Here’s my minimal reproducer:

from tensorflow import keras
import numpy as np
loss_func = keras.losses.BinaryCrossentropy()
nn = keras.Sequential([
keras.layers.Dense(2**8, input_shape=(1,), activation='relu'),
keras.layers.Dense(2,activation='softmax')
])
nn.compile(loss=loss_func,optimizer='adam')
train_x = np.array([0.4]) # this is an arbitrary input
train_y = np.array([[1.,0.]])
train_q = nn.predict(train_x)
print("train_q = ",train_q)
print("Evaluated loss = ",nn.evaluate(train_x,train_y))
print("Function loss = ",loss_func(train_y,train_q).numpy())
print("Manual loss = ", -np.log(train_q[0,0]) )

Yielding the following output:

train_q = [[0.5108817 0.48911828]]
1/1 [==============================] - 0s 438ms/step - loss: 0.6823
Evaluated loss = 0.682330846786499
Function loss = 0.671617
Manual loss = 0.67161715

The function loss makes complete sense, it equals the loss value I calculate ‘manually’ (by hand). What doesn’t make sense is the loss calculated in the evaluate call. How did it get 0.68233 here?

Hi. Thanks for the suggestion.

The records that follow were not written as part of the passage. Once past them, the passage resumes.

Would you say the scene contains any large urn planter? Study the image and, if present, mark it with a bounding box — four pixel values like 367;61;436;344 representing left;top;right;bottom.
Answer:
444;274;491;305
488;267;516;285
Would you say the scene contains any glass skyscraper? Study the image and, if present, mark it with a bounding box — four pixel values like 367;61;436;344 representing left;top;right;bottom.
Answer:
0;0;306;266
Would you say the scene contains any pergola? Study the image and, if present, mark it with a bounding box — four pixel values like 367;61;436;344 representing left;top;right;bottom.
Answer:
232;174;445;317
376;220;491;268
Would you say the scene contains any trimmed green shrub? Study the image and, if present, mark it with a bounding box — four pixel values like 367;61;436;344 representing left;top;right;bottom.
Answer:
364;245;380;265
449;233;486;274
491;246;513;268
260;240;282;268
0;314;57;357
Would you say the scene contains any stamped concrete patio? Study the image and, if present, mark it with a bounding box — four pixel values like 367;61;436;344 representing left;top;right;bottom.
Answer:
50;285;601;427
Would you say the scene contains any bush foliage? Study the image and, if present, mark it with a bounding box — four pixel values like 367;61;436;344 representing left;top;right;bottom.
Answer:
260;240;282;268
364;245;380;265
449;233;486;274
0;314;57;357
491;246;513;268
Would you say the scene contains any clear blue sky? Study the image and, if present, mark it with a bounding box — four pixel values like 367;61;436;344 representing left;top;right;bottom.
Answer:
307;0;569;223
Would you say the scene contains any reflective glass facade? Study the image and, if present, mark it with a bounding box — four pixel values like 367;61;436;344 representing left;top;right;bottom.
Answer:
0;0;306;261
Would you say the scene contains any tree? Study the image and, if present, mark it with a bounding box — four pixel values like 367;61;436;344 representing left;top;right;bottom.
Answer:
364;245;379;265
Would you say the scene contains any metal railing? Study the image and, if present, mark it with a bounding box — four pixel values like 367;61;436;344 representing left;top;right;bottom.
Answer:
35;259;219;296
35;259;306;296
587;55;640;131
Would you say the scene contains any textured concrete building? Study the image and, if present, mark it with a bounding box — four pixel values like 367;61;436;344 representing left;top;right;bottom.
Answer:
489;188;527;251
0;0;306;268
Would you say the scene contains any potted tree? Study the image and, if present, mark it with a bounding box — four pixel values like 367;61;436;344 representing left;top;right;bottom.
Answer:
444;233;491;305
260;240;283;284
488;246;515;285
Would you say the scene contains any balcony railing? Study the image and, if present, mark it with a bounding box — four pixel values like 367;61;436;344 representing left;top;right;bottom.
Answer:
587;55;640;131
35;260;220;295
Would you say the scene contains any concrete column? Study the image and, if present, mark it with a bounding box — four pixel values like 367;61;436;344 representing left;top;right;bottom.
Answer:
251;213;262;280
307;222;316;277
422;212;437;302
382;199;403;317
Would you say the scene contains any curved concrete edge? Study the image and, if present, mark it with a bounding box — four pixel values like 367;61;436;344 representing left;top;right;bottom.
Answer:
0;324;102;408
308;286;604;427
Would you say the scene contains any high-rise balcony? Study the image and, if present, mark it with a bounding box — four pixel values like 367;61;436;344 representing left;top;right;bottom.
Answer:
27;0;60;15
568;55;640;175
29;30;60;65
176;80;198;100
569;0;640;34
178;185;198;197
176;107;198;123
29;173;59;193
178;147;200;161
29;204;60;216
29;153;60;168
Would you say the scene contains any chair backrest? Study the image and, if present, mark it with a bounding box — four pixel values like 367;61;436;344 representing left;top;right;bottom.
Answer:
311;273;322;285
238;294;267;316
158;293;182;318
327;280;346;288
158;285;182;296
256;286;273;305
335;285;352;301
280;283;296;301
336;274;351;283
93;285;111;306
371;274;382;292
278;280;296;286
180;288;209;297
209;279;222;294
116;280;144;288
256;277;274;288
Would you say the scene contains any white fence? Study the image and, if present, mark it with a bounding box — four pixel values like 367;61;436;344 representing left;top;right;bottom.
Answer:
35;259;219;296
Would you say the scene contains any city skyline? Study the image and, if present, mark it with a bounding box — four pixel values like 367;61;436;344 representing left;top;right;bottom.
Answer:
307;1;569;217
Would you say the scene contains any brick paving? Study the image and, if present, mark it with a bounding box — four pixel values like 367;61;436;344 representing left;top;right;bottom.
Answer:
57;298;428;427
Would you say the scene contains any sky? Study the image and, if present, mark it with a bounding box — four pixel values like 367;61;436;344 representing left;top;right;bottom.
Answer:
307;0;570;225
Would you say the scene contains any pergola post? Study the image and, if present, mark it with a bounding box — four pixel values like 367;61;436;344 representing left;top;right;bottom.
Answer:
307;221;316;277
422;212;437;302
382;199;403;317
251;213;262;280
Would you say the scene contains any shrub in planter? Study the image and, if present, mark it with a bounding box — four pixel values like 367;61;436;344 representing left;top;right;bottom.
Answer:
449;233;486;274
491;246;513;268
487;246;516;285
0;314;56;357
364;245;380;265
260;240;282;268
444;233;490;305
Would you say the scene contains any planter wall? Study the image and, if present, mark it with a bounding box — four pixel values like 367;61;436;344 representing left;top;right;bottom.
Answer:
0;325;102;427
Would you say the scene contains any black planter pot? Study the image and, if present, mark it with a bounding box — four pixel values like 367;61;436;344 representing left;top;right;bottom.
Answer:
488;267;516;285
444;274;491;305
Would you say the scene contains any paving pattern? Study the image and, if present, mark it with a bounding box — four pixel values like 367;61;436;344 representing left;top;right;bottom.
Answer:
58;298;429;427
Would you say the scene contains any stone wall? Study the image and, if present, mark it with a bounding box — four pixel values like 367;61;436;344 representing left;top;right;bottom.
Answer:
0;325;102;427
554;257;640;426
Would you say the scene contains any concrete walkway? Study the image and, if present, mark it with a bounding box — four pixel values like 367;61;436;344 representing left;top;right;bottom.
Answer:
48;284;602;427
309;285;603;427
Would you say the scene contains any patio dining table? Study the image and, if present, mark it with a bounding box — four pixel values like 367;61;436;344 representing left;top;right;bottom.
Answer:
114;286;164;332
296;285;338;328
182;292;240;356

I just tried it but both of those alternative yield the same output as nn.predict … so it still seems like nn.evaluate is doing something wrong here … it’s like there’s a bug in nn.evaluate ???

# Seed value
# Apparently you may use different seed values at each stage
seed_value= 0
# 1. Set the `PYTHONHASHSEED` environment variable at a fixed value
import os
os.environ['PYTHONHASHSEED']=str(seed_value)
# 2. Set the `python` built-in pseudo-random generator at a fixed value
import random
random.seed(seed_value)
# 3. Set the `numpy` pseudo-random generator at a fixed value
import numpy as np
np.random.seed(seed_value)
# 4. Set the `tensorflow` pseudo-random generator at a fixed value
import tensorflow as tf
from tensorflow import keras
loss_func = keras.losses.BinaryCrossentropy()
nn = keras.Sequential([
keras.layers.Dense(2**8, input_shape=(1,), activation='relu', kernel_initializer=keras.initializers.GlorotUniform(seed=1)),
keras.layers.Dense(2,activation='softmax', kernel_initializer=keras.initializers.GlorotUniform(seed=1))
])
nn.compile(loss=loss_func,optimizer='adam')
train_x = np.array([0.4]) # this is an arbitrary input
train_y = np.array([[1.,0.]])
train_q = nn.predict_step(train_x)
print("train_q = ",train_q)
print("Evaluated loss = ",nn.evaluate(train_x,train_y))
print("Function loss = ",loss_func(train_y,train_q).numpy())